Die Wahrnehmung von Fahrzeugen im
Straßenverkehr hängt wesentlich vom „Glanzgrad“ der Fahrzeugoberfläche
ab. Wichtig ist dabei der Anteil des reflektierenden Lichts, was
entscheidend mit der „Oberflächengüte“ des Autolacks zu tun hat.

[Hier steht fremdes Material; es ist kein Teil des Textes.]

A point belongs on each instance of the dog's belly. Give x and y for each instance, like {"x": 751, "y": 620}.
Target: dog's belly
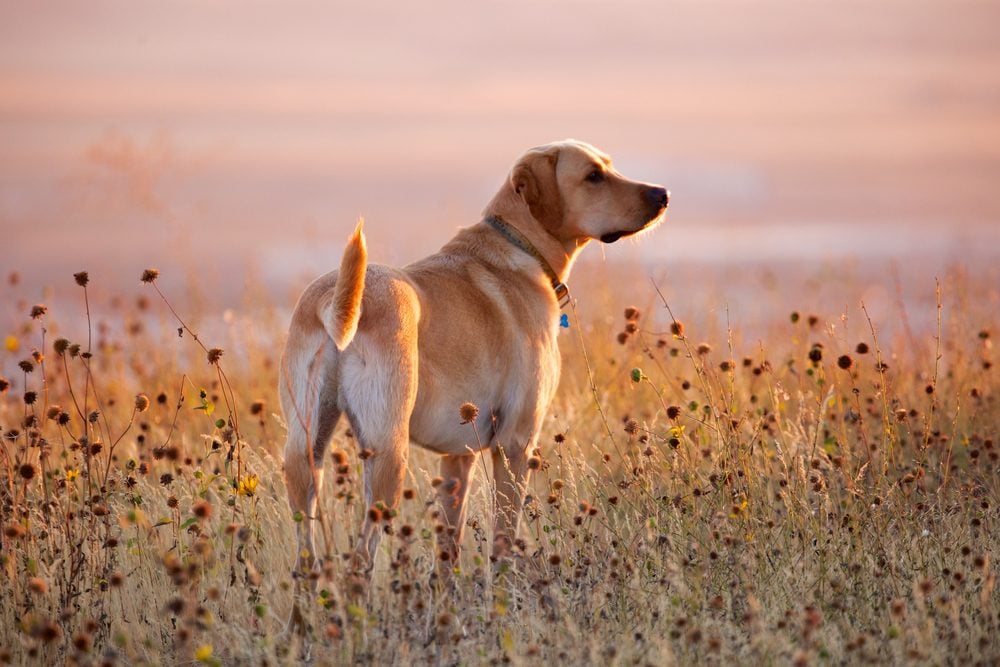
{"x": 437, "y": 424}
{"x": 509, "y": 404}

Interessanterweise spielt die Farbe eine untergeordnete Rolle.
Ein
Schmutzfilm wirkt wie eine Tarnkappe
In sauberem (sprich:
frisch gereinigtem) Zustand ergaben sich bei den Testfahrzeugen je nach
Lackzustand Glanzgradwerte von 87 bis 93 Prozent (Autofarben von weiß
bis dunkelrot). Bei stark verschmutzten Fahrzeugen hingegen sank der
Glanzgrad auf bis zu 15 Prozent.
Sicherheitsrelevant werden diese
Ergebnisse, wenn man weiß, dass die Leistung des menschlichen Auges bei
schmutzig-grauem Einerlei nachlässt. Wenn sich ein Gegenstand nicht in
seinen Konturen deutlich von der Umgebung abhebt, wird er vom Auge erst
später erfasst. Genau das ist bei einem stark verschmutzten Auto der
Fall: Der Schmutzfilm wirkt wie ein Tarnanstrich. Mit abnehmendem
„Glanzgrad“ der Lackierung gleicht sich die Fahrzeug-Silhouette der
Umgebung an. Im militärischen Bereich nutzt man diese Tatsache durch den
Einsatz matter Tarnfarben. Im Straßenverkehr aber kann dieser Effekt
verheerende Folgen haben!
Inzwischen schon klassische Testreihen
unter Leitung des renommierten Unfallforschers Prof. Dr. Max Danner
haben gezeigt, dass ein verschmutztes Auto mit niedrigem Glanzgrad bei
Tempo 80 km/h erst gut vier Sekunden später wahrgenommen wird als ein
strahlender Saubermann (Studie: „Die Sichtwahrnehmung von gewaschenen
und schmutzigen Autos“). Die verspätete Wahrnehmung entspricht 90
Metern! Genau diese Zeitverzögerung kann in einer gefährlichen Situation
darüber entscheiden, ob es zu einem Unfall kommt oder nicht.
Verdreckte
Scheinwerfer und Windschutzscheiben sind gefährlich
Eine
weitere starke Beeinträchtigung der Sicherheit in einem verschmutzten
Auto ergab eine von Aral beauftragte Studie des TÜV Rheinland zum Thema
Sicht und Sicherheit (veröffentlicht im Nov. 2008). Verschmutzte
Windschutz-scheiben und Scheinwerfer bei gleichzeitiger Blendung durch
den Gegenverkehr reduzieren die Sichtweite von Autofahrern unter
Laborbedingungen um mehr als 77 Prozent und im Versuch mit Testpersonen
um rund 60 Prozent.
Bei sauberer Frontscheibe und sauberen
Scheinwerfern ermittelten die Prüfer im Labor eine Sichtweite von 71,47
Metern. Bei einer stark verschmutzten Scheibe kommt es zu einer
drastischen Verringerung der Sichtweite auf 38,14 Meter. Bei
gleichzeitiger Blendung durch den Gegenverkehr sieht der Fahrer sogar
nur noch 16,30 Meter weit. Mit einer verdreckten Windschutzscheibe fährt
man also wie mit zugezogenen Gardinen.
Kleine Ursache, große
Wirkung
In diesem Licht betrachtet, kann nachlässige
Autopflege gesundheits-schädliche oder sogar lebensgefährliche Folgen
haben. Dabei ist das Gefährdungspotenzial im Herbst oder im
(ausgehenden) Winter, wenn die Straßen besonders verschmutzt sind, am
höchsten. In solchen Zeiten ist regelmäßige Autowäsche besonders
angebracht, und durch eine Konservierung der Oberfläche kann die so
wichtige Glanzkraft des Autolacks gefördert werden. Der Sicherheit
zuliebe.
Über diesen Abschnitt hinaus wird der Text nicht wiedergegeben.